Thursday, April 29, 2010

One Year Later

My mom died last year on April 29th. It was a Wednesday. That week is really clear in my mind. I went to see her on Sunday and even though she had lost her voice because of the radiation, she seemed to be doing a lot better. She couldn't talk but she could whisper and she was downstairs in her snuggie doing the Times crossword (in pen). When I got there, my dad was so thrilled because he had managed to get her to eat a scrambled egg for breakfast and that was probably the most food she'd eaten in weeks. So she was eating and she seemed like she had a little more energy and she was snarky and witty despite the whispering thing.

I brought all these pedicure supplies because I thought that it would be nice to pamper her a little bit, and we listened to the Beatles while I attended to her toes. I painted them some quick-drying shade of reddish orange. She had lost almost all of her hair because of the chemo but before it started to fall out, she bleached it to a brassy platinum. She refused to shave it, because she thought it was short enough not to be a problem, but there were brassy blonde hairs everywhere -- on the snuggie, on the couch, on the floor. My dad kept up constant dustbuster maintenance. She wore a hat when she went into Mt. Sinai for chemo or to the local hospital for brain and chest radiation. But at home, she just had one little dreadlocked tuft of hair left, right in the center of her head. It was sort of Tintin-esque. She didn't like the fact that the hair was all matted and she asked me to comb it out. I was afraid of hurting her, and when I tried to untangle the hairs, they all came out in my hand.

We spent a few hours together and then she got a blackberry alert that there was some problem with NJ Transit so she insisted that we get going so we'd make it back to the city. She wasn't loud, but she was adamant. My dad drove us to Liberty State Park to catch the Path train but of course we took the wrong Path train and ended up in Jersey City, where we finally caught the correct train back to Manhattan. We walked back to my apartment from Penn Station. I was feeling better about things. It seemed like she was doing a little bit better.

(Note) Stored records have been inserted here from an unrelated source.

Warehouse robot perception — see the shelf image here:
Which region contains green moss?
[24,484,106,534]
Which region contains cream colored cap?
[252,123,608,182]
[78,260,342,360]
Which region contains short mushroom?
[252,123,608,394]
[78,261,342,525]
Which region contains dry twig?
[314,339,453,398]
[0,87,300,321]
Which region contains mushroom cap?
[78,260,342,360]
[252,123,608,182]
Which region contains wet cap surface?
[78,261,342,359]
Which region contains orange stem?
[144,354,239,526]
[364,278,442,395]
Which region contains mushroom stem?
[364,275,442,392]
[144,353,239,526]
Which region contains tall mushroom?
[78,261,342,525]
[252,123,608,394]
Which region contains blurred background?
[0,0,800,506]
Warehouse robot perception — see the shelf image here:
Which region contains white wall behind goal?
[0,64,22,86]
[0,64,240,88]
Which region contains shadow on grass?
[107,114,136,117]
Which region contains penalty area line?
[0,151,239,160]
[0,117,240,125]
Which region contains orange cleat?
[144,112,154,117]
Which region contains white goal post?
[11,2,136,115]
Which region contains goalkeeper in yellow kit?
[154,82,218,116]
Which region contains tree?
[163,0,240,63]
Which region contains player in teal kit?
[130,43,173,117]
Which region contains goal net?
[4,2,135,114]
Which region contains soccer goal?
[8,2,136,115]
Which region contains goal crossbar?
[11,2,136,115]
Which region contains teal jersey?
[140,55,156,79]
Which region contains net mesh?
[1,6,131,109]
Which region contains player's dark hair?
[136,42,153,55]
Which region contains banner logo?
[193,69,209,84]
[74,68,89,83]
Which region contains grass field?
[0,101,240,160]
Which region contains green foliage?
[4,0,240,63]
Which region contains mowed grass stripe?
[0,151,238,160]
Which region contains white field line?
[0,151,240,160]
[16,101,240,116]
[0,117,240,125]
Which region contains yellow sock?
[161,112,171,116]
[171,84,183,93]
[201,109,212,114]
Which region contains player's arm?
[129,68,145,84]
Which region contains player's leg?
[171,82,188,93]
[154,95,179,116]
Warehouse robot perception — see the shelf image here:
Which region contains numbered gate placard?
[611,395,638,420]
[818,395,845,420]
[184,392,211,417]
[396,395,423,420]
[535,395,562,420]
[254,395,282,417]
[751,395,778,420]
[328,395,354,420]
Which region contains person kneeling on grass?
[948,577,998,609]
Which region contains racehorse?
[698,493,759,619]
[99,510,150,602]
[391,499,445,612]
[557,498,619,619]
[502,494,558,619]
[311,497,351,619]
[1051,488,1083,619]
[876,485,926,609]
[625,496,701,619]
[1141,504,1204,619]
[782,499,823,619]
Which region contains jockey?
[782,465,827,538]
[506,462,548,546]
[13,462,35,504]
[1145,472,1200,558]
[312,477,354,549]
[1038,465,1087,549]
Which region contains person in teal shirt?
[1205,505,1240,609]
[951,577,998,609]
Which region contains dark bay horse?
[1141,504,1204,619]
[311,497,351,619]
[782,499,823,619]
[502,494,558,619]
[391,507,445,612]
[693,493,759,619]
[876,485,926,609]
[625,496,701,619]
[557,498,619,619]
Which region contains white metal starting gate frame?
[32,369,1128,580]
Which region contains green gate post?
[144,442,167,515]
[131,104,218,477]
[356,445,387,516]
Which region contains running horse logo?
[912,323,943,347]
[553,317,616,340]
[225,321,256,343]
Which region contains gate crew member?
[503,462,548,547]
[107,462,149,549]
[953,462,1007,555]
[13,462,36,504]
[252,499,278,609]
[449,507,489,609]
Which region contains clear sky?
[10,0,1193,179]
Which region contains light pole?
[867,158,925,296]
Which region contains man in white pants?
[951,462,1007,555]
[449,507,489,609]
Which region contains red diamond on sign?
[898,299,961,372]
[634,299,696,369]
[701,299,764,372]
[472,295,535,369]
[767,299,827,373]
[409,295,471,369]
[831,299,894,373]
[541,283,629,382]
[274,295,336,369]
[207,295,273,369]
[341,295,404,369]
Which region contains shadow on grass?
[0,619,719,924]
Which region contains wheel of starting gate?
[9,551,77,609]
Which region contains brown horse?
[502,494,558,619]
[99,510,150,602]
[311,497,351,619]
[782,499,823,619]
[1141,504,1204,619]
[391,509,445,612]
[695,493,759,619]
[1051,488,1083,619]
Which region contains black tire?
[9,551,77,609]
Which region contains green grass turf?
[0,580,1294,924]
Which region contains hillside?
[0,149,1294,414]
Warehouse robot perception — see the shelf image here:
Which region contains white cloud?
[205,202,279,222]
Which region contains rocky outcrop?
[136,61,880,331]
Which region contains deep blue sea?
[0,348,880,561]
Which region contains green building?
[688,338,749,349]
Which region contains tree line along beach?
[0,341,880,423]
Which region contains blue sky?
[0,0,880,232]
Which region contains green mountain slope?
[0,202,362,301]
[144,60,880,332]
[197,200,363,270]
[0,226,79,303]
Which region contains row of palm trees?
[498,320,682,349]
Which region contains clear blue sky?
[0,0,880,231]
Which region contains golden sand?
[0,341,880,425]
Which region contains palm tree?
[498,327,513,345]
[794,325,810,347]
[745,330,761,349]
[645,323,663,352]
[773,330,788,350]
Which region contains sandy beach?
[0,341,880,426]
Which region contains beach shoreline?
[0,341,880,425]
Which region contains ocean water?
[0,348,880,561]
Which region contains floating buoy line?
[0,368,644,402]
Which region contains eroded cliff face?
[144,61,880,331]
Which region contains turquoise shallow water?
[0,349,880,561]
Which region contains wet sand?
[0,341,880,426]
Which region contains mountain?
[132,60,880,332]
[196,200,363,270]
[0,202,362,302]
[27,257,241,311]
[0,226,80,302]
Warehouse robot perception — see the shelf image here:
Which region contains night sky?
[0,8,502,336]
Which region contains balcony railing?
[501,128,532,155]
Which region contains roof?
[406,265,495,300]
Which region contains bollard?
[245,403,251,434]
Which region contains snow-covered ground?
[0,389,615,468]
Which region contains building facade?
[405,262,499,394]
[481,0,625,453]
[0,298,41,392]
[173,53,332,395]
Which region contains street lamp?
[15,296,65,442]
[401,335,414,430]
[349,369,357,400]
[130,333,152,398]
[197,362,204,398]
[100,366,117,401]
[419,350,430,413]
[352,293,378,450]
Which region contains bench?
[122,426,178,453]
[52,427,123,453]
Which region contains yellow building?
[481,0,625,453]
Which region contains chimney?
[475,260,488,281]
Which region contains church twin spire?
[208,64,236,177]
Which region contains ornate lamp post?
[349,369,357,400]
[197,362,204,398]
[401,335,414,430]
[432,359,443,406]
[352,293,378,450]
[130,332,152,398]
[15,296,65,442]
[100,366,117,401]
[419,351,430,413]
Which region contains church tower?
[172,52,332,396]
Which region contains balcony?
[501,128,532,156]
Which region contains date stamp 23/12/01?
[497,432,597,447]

On Monday, I had jury duty and I had already postponed it as many times as I could by phone. I spent a few hours waiting in jury duty, cutting a rough version of a spot for VH1 Mobile on my laptop. After the clerks kept saying things about committing to two weeks of jury duty, if selected,  I freaked out and ran to get an official deferral. I told them my mom was sick and I couldn't commit. They pushed it to October.

Emily and I went to karaoke that night and I drank a little too much and got emotional and sang songs from Barbra Streisand's "Broadway Album" in honor of my mom. Specifically the song "Being Alive," which, if you don't know it, is from Company and is particularly amazing when Babs sings it. My mom's favorite song off that album was "Send in the Clowns" but I couldn't bring myself to sing it.

On Tuesday, I worked on the VH1 Mobile spot and was getting ready to shoot a segment with my friend Graham about the intersection of science and pop culture.

On Wednesday, my dad called early in the morning and said my mom was in the ER and that I should get to South Orange as soon as I could. I called my brother and told him to meet me at the train station. I threw some shit in a bag and grabbed my laptop and ran to Penn Station. I emailed my friends who were supposed to come over that night to watch Top Model that I didn't know what was going on and that we should probably plan on postponing our viewing party.

My brother and I got to the hospital, where my aunt Sherry and my dad were with my mom in the ER. She was drifting in and out of consciousness. I held her hand and told her about singing Streisand for her. She had an oxygen mask over her face and couldn't speak but one tear slipped out of her right eye and slid down her cheek. My dad took us outside to tell us that the doctors were preparing a room for her but that they couldn't get her blood pressure back up and that we needed to be ready for hospice. While we were talking in the parking lot, by the loading dock, my dad's cel phone rang. It was the doctor. He said we needed to come back inside.

My mom was already in a coma when we got back. My aunt called her rabbi to come over to say the things that rabbis say in this situation. The rabbi arrived and said things in Hebrew and we all watched the monitors as her blood pressure dropped lower and lower. The rabbi told us that we should stop looking at the machines and instead spend this time telling my mom that we'd be okay. We told that we loved her, that it was okay to go, that we'd be okay without her.

She was gone in a matter of minutes. Her blood pressure was so low that she instantly went completely pale. I was still holding her hand.

I am not so sure that I am okay without her.

2 comments:

Anonymous said...

You are OK- not sure I am after reading such an honest, intimate account of so sad a thing.

Jules Jones said...

:( Sounds like you were a wonderful daughter, Bex. I bet you made your mom really happy with those moments you spent with her.